Mengyang (Michael) Gu
Assistant Research Professor, Department of Applied Mathematics and StatisticsJohns Hopkins University
Robust Uncertainty Quantification and Scalable Computation for Computer Models with Massive Output
Computer models have been widely used to reproduce the behavior of engineering, physical, biological and human processes. The rapid development of technology has empowered scientists and engineers to implement large-scale simulations via computer models and to collect real data from different kinds of resources, with the ultimate goal of predicting real processes through modeling. To achieve this typically requires a host of interactions with data and statistics, a process that has come to be called uncertainty quantification (UQ). This thesis develops statistical models focusing on two aspects of the problem in UQ: computational feasibility for huge functional data and robust parameter estimation in fitting models. To achieve these two goals, new techniques, theories and numerical procedures are developed and studied. Chapter 1 frames the issue of modeling data from computer experiments and introduces the Gaussian stochastic process (GaSP) emulator as a crucial step in UQ. Chapter 2 provides a practical approach for simultaneously emulating/approximating computer models that produce massive output; for instance, output over a huge range of space-time coordinates (as necessary for the discussed application of hazard quantification for the Soufrière Hills volcano in Montserrat island).

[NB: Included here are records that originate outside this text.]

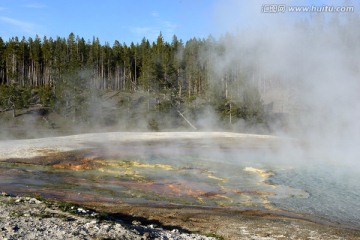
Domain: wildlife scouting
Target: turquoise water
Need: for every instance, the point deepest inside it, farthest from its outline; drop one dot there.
(231, 178)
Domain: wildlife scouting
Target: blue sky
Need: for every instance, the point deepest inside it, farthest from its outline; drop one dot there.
(130, 20)
(109, 20)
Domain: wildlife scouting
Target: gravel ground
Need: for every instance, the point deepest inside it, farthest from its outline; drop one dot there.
(30, 218)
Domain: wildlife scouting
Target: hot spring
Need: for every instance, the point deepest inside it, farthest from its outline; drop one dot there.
(211, 170)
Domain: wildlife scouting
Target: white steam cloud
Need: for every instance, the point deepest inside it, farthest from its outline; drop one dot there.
(314, 61)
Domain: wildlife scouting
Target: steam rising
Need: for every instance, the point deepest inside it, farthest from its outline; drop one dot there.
(308, 66)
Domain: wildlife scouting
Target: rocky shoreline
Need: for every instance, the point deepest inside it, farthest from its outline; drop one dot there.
(25, 218)
(31, 218)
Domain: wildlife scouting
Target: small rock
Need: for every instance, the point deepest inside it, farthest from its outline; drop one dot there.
(136, 222)
(81, 210)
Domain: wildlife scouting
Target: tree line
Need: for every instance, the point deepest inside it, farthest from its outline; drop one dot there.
(62, 69)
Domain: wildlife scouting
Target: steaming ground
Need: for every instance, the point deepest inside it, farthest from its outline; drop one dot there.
(256, 149)
(30, 148)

Chapter 3 and Chapter 4 are both about the parameter estimation problem for the GaSP emulator. Chapter 3 provides new criteria for parameter estimation, called ‘robustness parameter estimation criteria’. Properties of the reference prior are studied in a general setting and a new robust estimation procedure is proposed based on the estimation from marginal posterior modes with optimal parameterizations. Chapter 4 introduces a new class of priors – called jointly robust priors – for the GaSP model where inert inputs (inputs that barely affect the computer model output) are present. This prior has many of the good properties of the reference prior and is more computationally tractable. Chapter 5 discusses another problem with big functional data, in which the number of observations in a function is large. An exact algorithm that can compute the likelihood of the GaSP model linearly in time is introduced, and regression, separable GaSP models and nonseparable GaSP models are discussed in a unified framework. Finally, Chapter 6 provides some concluding remarks and describes possible future work.